Красная косынка. Сборник рассказов | страница 66
Поляна была хороша. Чистая, с мягкой хвойной подстилкой, кустиками земляники, лёгкими стебельками лесных фиалок.
Уезжая, после себя – ни соринки, лишь угольки маленькой, почти незаметной кучкой.
Так отмечал дни рождения. Один. С другом. С женщиной… До тех пор, пока не уехал из наших мест…
А поляна заросла, ручей заболотился…
"Ах, ты, боже, ты мой боже, что там стало без меня"…
Жили-были
С тех пор, как обезлюдела их деревня, утро Анны начиналось с того, что она, выходила на крыльцо и, не веря своим глазам, вглядывалась в заросли тёрна, американского клёна, татарника и прочей нечисти, которая заполонила всю округу. Со слезами на глазах она повторяла: “А вот в этом дому, а в этом…” Иногда она выходила за калитку, делала несколько шагов вправо, влево и всё вздыхала, вздыхала, вспоминая своих соседей. Петю, Шуру, Таню, их детей, внуков…
Иногда она шла к тому месту, где ещё недавно стоял соседский дом, а теперь сквозь пепелище пробивалась трава и открывала дверь в чудом уцелевшую баню.
Сгоревший дом, построенный в гнилые годы застоя, ещё недавно радовал глаз Анны узорчатыми наличниками на окнах, не выгоревшей на солнце и ветрах краской. Баня же, построенная при царе Горохе, давно покосилась, почернела от времени.
После пожара хозяева этой усадьбы уехали, бросив собаку, которая как забилась в угол бани, испугавшись бушевавшего пламени, так там и лежала. Правда, она перетащила к себе обуглившиеся кости сгоревших в сарае коз и теперь мусолила их жёлтыми от старости зубами.

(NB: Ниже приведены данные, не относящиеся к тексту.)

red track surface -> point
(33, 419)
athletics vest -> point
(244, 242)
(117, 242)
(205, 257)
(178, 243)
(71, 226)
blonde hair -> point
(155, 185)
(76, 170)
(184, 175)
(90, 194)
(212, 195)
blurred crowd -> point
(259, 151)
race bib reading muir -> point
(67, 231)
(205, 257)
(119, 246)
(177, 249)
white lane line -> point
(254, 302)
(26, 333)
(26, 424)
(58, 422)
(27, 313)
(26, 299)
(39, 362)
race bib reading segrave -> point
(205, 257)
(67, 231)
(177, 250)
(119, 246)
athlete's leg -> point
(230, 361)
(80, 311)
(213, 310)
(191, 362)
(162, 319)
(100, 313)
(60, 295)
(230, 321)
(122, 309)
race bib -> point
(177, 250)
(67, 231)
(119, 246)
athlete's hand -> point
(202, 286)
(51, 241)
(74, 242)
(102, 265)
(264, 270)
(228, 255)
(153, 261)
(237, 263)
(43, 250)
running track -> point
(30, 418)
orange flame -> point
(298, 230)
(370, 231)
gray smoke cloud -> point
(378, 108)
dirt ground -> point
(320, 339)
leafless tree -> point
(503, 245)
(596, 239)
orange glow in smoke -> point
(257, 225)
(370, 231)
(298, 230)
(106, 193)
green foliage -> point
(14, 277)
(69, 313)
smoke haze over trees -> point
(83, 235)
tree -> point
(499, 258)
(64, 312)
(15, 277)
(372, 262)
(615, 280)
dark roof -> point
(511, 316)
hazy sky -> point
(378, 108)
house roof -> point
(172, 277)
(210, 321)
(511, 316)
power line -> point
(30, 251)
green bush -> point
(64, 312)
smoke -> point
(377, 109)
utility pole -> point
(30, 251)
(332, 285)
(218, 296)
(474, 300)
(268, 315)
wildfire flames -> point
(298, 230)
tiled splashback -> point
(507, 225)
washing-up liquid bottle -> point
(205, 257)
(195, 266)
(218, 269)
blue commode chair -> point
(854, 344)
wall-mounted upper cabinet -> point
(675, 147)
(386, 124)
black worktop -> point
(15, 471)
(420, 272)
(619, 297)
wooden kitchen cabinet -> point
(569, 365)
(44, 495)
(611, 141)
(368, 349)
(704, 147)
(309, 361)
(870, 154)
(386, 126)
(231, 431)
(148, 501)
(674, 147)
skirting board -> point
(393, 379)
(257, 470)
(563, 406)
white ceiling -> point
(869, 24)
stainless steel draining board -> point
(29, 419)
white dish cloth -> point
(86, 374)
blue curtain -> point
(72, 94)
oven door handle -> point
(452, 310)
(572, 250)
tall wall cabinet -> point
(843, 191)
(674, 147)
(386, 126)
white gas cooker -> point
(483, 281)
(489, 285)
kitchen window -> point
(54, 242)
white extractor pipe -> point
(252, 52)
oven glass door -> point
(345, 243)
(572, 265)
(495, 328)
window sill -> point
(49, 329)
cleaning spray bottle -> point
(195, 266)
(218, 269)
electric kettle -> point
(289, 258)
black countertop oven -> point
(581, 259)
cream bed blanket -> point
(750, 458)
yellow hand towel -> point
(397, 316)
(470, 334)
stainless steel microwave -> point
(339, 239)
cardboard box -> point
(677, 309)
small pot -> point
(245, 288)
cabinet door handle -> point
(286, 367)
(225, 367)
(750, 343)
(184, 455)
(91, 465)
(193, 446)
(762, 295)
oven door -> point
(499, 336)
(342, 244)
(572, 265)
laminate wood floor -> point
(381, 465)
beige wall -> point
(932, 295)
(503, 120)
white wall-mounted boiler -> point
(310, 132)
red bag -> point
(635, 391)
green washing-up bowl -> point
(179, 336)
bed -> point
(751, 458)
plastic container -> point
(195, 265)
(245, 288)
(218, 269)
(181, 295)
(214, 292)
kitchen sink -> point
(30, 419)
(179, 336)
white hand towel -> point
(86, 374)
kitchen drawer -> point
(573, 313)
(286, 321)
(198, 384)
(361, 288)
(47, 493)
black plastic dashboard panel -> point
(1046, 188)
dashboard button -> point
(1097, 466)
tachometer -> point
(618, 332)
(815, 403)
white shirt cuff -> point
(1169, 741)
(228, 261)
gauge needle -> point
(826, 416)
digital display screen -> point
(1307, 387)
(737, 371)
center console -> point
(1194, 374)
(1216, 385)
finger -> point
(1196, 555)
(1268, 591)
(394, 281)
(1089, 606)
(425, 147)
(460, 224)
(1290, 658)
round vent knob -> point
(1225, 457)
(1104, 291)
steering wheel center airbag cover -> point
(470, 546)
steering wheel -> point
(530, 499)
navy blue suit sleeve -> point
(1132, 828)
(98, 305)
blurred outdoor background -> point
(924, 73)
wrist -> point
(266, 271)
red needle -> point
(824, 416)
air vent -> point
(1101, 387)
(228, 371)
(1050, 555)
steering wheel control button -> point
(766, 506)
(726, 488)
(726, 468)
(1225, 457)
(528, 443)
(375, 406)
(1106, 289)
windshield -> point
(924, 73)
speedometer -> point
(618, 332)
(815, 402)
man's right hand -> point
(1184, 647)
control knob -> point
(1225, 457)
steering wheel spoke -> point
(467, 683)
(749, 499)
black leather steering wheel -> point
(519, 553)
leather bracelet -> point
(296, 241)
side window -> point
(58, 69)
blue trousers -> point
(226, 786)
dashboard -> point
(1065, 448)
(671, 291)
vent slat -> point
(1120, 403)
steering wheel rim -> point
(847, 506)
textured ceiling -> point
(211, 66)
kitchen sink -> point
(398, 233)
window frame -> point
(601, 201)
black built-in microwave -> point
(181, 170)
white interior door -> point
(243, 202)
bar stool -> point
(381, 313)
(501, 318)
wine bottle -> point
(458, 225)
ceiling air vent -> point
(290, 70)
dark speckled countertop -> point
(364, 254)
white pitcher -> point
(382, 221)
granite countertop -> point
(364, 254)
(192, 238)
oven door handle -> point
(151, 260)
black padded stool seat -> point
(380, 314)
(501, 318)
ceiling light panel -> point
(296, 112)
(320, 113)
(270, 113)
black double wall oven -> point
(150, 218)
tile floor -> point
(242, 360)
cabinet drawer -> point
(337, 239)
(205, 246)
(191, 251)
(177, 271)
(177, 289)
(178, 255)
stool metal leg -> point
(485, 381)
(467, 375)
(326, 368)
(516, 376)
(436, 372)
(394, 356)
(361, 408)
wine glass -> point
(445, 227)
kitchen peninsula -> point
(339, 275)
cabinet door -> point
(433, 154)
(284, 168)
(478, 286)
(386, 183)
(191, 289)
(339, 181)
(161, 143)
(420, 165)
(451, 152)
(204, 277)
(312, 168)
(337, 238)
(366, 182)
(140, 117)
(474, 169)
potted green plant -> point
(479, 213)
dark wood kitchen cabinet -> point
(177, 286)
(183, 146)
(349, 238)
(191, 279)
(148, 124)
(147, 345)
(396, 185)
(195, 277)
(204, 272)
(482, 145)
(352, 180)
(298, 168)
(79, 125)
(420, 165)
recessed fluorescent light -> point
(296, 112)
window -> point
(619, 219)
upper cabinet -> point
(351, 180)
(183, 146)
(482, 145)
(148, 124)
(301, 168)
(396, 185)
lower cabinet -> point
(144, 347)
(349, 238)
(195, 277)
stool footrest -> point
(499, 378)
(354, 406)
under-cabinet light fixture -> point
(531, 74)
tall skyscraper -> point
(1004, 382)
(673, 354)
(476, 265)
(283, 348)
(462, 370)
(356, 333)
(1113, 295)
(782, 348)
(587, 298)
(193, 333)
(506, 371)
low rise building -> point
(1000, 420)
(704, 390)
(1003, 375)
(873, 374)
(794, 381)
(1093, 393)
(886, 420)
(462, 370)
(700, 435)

Анна жалела собаку и всегда приносила ей что-нибудь: кружок колбасы, небольшой кусок сала или хлеба. Время от времени к собаке заходил муж Анны, Леонгинас, и тоже приносил собаке еду.
По ночам собака выла и будила их.
– Что это она? – спрашивала тогда мужа Анна.
Но вой скоро прекращался, и они засыпали.
Однако с наступлением тёмного осеннего времени, ложившегося на землю холодными сырыми росами, вой стал раздаваться каждую ночь. Он начинался, как только гас скудный огонёк из окна.
Старость, которая в то время уже подобралась к Анне и её мужу, терзала их немилосердно. У него она выкручивала суставы, у неё вынимала нутрь, которая болела вся, не оставляя здорового места. Особенно тяжёлыми были ночи. Казалось, что все горести прошлых лет как-то незаметно вытеснили из памяти добро и радость и возвращаются в их настоящее.
Анне вновь и вновь переживала мучительную работу в торфяных болотах, Леонгинас, родина которого стала далёкой, тужил о лесах и озёрах. И только сон, короткий, прерывистый ненадолго успокаивал их. Но теперь, когда собака стала выть долго, до самого утра, они не могли даже задремать.